He hadn’t been himself. He wasn’t cuddling with me on the couch in the evenings. He wasn’t jumping like he used to. We took him to the vet and she agreed with us. So we said goodbye and he died while we were stroking him gently.
Max had been sick for a while before we found out. He had been peeing everywhere and we thought it was behavioral. He’s always had attitude issues. It felt like he was trying to train us to do his bidding. Such a cat, right? A friend thought he might have diabetes. We were doubtful. The spots where he went were so specific and truly felt like he was trying to punish us. But the vet confirmed it. We felt that we couldn’t make insulin shots work in our lives. How selfish is that? We tried a diet change instead. Maybe weight loss alone would put him in remission. It didn’t. And here we are. Without Max.
I won’t hear him meow back at me when I walk into a room and say, “Allo mon Maxou!” He won’t greet me at the door anymore. He won’t walk all over my knitting to force me to pet him. I won’t find him sitting in my chair. He won’t sit on the edge of the bath while I take a shower. He won’t hide behind the sewing machine when the vacuum is on. He won’t settle down on the bed while I’m changing the sheets and I won’t find him sleeping in my bed, under the covers. He won’t wake me up with his meowing in the morning.
You know, he used to scratch us if the meowing didn’t work to rouse us. Just a tiny delicate scratch. As if he was poking us with a finger, telling us to get up.

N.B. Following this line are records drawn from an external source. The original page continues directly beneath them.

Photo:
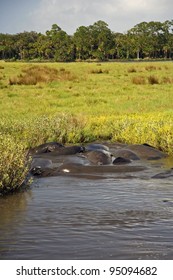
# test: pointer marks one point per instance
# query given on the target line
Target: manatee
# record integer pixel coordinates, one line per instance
(39, 164)
(121, 160)
(99, 157)
(69, 150)
(43, 163)
(126, 154)
(146, 152)
(94, 147)
(163, 175)
(46, 148)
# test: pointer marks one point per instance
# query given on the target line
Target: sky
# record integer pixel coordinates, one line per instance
(17, 16)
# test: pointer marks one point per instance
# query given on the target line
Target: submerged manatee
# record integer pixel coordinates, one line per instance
(121, 160)
(79, 169)
(163, 175)
(69, 150)
(40, 164)
(126, 154)
(46, 148)
(95, 147)
(99, 157)
(146, 152)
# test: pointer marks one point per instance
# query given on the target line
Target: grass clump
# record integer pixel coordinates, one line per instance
(13, 165)
(132, 70)
(139, 80)
(99, 71)
(153, 80)
(40, 74)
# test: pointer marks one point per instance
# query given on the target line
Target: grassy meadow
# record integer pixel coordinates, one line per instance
(81, 102)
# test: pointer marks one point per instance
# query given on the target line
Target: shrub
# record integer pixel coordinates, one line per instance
(167, 80)
(13, 165)
(132, 70)
(153, 80)
(40, 74)
(139, 80)
(150, 67)
(99, 71)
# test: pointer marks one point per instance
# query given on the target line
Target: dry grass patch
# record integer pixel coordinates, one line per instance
(40, 74)
(167, 80)
(99, 71)
(131, 70)
(139, 80)
(153, 80)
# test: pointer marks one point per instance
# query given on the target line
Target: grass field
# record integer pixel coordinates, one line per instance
(82, 102)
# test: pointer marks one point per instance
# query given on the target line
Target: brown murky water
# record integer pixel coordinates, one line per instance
(90, 217)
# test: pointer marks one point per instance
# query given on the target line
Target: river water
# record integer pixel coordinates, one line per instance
(68, 217)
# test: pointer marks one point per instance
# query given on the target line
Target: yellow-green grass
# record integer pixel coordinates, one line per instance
(126, 102)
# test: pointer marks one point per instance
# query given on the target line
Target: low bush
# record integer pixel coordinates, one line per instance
(139, 80)
(131, 70)
(13, 164)
(40, 74)
(99, 71)
(150, 68)
(153, 80)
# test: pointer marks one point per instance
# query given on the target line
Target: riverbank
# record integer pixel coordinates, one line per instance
(81, 103)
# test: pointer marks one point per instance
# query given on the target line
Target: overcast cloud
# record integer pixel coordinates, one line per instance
(39, 15)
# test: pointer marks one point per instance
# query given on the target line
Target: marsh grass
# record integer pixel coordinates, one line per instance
(99, 71)
(139, 80)
(80, 102)
(13, 164)
(40, 74)
(153, 80)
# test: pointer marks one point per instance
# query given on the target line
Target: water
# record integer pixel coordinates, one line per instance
(67, 217)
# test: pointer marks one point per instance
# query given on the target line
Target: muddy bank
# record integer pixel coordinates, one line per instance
(99, 160)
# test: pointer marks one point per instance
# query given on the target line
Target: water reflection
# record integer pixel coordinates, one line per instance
(69, 218)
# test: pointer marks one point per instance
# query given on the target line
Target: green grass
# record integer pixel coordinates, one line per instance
(82, 102)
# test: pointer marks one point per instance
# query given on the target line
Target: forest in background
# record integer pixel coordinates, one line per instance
(146, 40)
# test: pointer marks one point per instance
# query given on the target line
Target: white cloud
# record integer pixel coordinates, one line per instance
(121, 15)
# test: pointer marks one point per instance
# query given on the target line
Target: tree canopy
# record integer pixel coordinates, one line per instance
(152, 40)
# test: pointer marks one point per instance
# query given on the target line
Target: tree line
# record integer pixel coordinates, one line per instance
(152, 40)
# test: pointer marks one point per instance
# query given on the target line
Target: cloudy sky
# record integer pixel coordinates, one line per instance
(38, 15)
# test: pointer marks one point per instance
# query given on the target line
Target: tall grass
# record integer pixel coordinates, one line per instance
(70, 103)
(13, 164)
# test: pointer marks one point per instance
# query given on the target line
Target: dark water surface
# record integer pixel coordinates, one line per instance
(67, 217)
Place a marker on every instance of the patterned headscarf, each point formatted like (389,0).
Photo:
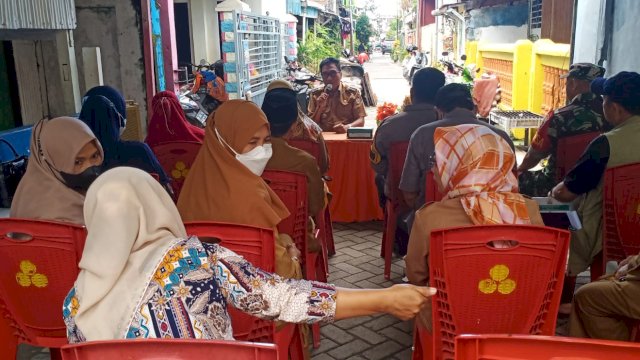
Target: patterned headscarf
(475,164)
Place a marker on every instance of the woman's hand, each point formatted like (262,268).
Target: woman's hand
(402,301)
(405,301)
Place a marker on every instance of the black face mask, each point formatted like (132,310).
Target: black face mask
(81,182)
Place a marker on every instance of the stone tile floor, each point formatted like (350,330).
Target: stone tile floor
(357,264)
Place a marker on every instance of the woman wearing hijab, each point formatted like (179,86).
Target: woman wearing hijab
(65,157)
(142,277)
(168,122)
(473,167)
(104,110)
(304,128)
(224,182)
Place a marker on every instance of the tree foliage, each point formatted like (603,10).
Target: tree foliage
(322,43)
(392,33)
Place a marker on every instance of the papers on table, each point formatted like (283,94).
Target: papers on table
(551,205)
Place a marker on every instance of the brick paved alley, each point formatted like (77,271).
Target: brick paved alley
(357,264)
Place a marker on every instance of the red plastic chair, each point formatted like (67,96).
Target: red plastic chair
(323,222)
(39,266)
(569,150)
(310,147)
(256,245)
(176,158)
(169,349)
(291,188)
(526,347)
(483,290)
(394,203)
(621,212)
(431,192)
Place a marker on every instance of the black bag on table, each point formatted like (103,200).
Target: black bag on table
(11,171)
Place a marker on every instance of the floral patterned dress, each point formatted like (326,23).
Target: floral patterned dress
(188,295)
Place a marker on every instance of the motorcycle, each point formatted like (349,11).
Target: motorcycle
(415,63)
(455,73)
(302,81)
(195,99)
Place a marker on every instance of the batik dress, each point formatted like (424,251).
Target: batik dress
(188,295)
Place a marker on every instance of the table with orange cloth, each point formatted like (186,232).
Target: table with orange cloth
(355,197)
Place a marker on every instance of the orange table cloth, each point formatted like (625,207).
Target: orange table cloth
(355,197)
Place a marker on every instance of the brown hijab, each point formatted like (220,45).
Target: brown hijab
(219,187)
(41,193)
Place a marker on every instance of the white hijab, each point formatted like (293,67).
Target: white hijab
(132,223)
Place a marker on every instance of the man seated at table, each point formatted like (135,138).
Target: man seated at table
(336,106)
(281,108)
(455,104)
(582,115)
(600,308)
(399,127)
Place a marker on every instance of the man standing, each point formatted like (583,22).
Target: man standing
(582,115)
(398,128)
(336,107)
(456,103)
(613,148)
(604,309)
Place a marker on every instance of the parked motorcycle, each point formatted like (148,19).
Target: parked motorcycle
(456,73)
(413,64)
(302,80)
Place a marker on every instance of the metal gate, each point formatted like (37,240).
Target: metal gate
(252,53)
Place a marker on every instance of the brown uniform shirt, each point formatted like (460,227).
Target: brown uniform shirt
(344,107)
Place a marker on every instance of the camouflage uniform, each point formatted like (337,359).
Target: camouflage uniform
(583,115)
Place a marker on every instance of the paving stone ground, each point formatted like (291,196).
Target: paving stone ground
(357,264)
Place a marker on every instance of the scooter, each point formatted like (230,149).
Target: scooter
(194,98)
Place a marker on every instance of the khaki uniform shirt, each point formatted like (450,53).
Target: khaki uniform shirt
(343,107)
(439,215)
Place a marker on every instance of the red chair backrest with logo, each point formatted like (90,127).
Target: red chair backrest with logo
(39,266)
(169,349)
(256,245)
(483,289)
(176,158)
(291,188)
(521,347)
(621,212)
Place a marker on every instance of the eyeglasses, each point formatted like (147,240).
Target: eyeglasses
(332,73)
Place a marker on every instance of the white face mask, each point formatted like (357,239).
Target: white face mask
(255,160)
(123,123)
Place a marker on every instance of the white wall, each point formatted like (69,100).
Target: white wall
(205,32)
(276,8)
(501,34)
(625,50)
(589,35)
(587,41)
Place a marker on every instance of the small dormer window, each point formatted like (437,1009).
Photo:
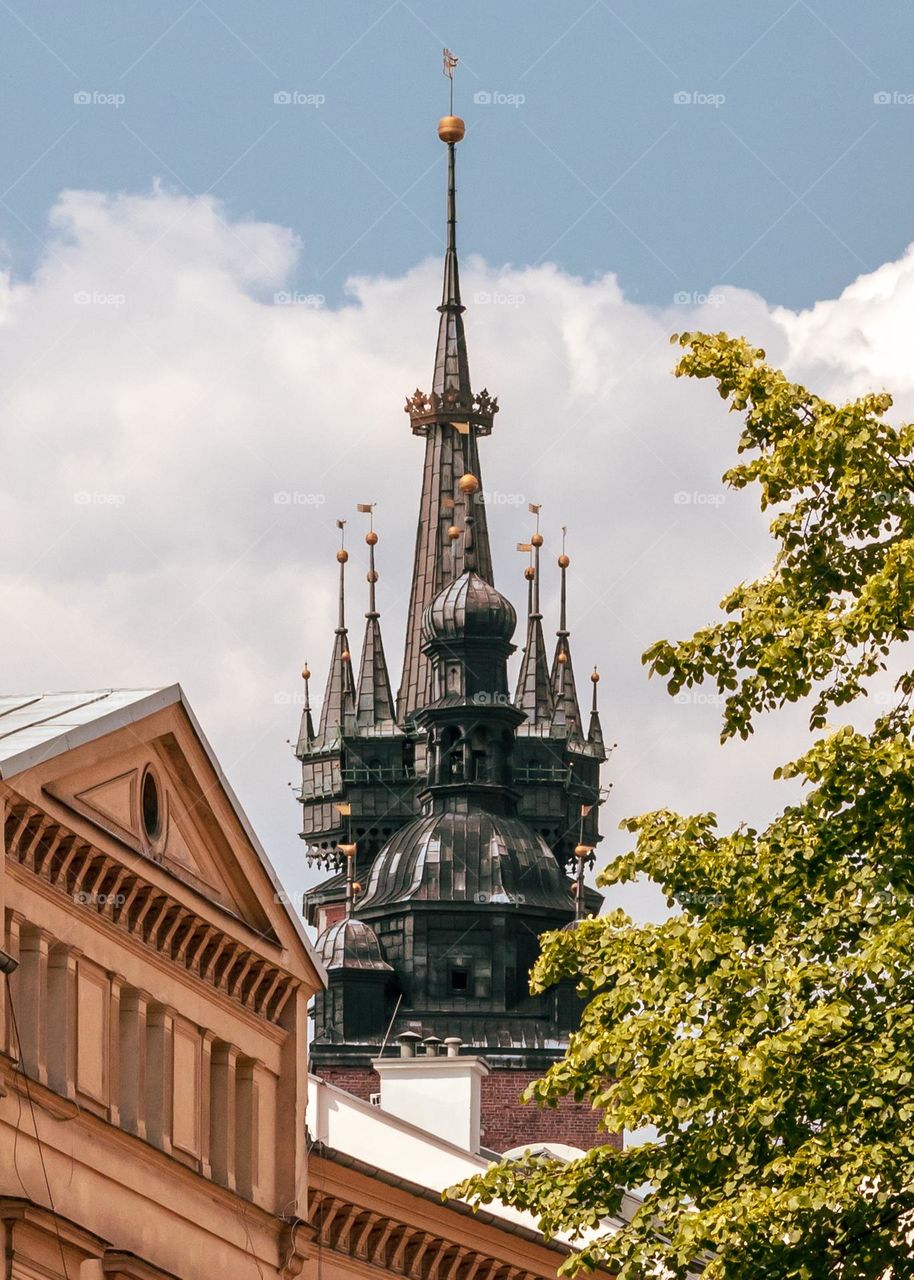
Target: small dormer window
(460,979)
(151,807)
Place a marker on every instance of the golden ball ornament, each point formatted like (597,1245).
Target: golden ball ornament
(451,128)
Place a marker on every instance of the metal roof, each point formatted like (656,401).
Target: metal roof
(475,856)
(35,727)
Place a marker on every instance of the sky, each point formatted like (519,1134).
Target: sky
(220,236)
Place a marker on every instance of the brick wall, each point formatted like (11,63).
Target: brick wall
(506,1120)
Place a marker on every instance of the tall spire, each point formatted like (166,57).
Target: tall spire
(534,691)
(306,730)
(339,696)
(451,419)
(595,730)
(452,368)
(567,716)
(374,702)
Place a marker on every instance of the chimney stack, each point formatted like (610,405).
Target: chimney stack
(437,1092)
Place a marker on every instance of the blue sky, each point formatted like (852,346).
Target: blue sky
(791,186)
(196,440)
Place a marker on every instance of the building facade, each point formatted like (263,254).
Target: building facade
(457,818)
(154,1029)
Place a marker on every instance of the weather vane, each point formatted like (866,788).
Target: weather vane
(448,64)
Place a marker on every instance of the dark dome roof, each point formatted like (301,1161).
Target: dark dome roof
(351,944)
(480,858)
(469,607)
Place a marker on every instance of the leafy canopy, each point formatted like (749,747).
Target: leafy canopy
(766,1029)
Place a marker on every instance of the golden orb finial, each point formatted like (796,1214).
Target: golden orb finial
(451,128)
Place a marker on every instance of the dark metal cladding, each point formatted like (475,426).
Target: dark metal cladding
(451,420)
(534,690)
(351,945)
(469,607)
(483,859)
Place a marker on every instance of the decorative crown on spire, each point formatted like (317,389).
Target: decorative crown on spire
(374,702)
(534,691)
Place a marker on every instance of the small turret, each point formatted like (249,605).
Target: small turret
(374,702)
(339,698)
(566,721)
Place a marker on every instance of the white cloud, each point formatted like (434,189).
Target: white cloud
(155,400)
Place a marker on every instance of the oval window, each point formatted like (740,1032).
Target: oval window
(151,807)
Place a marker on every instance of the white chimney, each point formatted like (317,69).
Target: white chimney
(438,1093)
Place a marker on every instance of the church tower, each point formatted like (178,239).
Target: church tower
(457,822)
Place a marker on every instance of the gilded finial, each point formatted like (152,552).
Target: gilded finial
(368,508)
(451,128)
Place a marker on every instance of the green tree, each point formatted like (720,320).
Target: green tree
(767,1028)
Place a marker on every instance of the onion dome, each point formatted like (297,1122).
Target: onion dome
(485,859)
(469,608)
(351,944)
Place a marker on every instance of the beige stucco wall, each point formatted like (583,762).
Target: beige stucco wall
(169,1101)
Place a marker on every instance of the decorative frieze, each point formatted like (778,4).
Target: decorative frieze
(120,895)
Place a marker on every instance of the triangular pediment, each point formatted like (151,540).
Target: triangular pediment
(150,800)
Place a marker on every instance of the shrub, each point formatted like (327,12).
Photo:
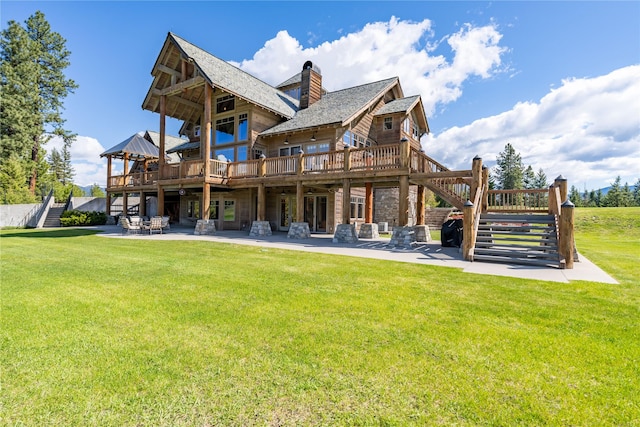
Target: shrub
(74,217)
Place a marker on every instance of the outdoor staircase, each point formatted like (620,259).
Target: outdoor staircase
(53,216)
(526,239)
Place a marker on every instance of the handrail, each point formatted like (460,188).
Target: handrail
(477,211)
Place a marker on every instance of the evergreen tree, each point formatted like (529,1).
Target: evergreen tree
(541,180)
(33,86)
(529,178)
(575,196)
(509,169)
(96,191)
(12,183)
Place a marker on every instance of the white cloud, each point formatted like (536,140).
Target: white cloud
(587,130)
(89,167)
(387,49)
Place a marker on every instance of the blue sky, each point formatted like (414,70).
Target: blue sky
(560,81)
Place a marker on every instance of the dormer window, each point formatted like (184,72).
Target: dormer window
(225,104)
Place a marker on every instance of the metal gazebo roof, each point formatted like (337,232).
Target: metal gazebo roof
(136,147)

Such an attitude on that cat. He was a pain sometimes, sure. He required us to come with him to check that he had food in his bowl. He sure wasn’t going to go check himself and then come get us if it was empty! That would have been an inefficient use of his time. And he refused to drink in a bowl. Only running water from a faucet for him!
If we left him outside too long, he would give us the sternest lecture when we finally let him in. When we were gone too long too. But such a cuddler. He’d be yelling at us while asking to be pet. Jumping while curving his back to reach our hands. And that cat was made for cuddling. He had the softest fur and the loudest purr.
I loved Max so much. I loved him but now he’s gone because I didn’t fight hard enough to get him insulin. I was his favorite and I feel like I failed him. I’ll have to take the comfort I can from the knowledge that, as short as it was, he did have a happy life.